Hi,
I have been doing performance benchmarking on RTX 2070 GPU. One thing that I notice is that the performance of the first launched kernels can somehow negatively affect the performance of subsequent ones. As an example:
// Benchmark 1
for (i = 0; i < 1000; ++i)
kernel_A<<<...>>>();
cudaDeviceSynchronize();
for (i = 0; i < 1000; ++i)
kernel_B<<<...>>>();
// Benchmark 2
for (i = 0; i < 1000; ++i)
kernel_B<<<...>>>();
cudaDeviceSynchronize();
for (i = 0; i < 1000; ++i)
kernel_B<<<...>>>();
// Benchmark 3
for (i = 0; i < 1000; ++i)
kernel_C<<<...>>>();
cudaDeviceSynchronize();
for (i = 0; i < 1000; ++i)
kernel_B<<<...>>>();
// Benchmark 4
for (i = 0; i < 1000; ++i)
kernel_B<<<...>>>();
The performance numbers reported by nvprof is roughly the same on Benchmark 2, 3, and 4, whereas the numbers on Benchmark 1 is roughly 10% worse than the others.
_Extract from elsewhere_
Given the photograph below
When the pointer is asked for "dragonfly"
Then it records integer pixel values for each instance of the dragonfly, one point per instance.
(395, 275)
I suspect the reason is because kernel_A
has low SM occupancy in its execution (in its final execution wave, it is only able to dispatch one thread block per SM), but I am not sure how this can affect the performance of kernel_B
, especially given that there is a cudaDeviceSynchronize
call in between.
Could anyone please give me some hints on how to mitigate this problem? Thanks.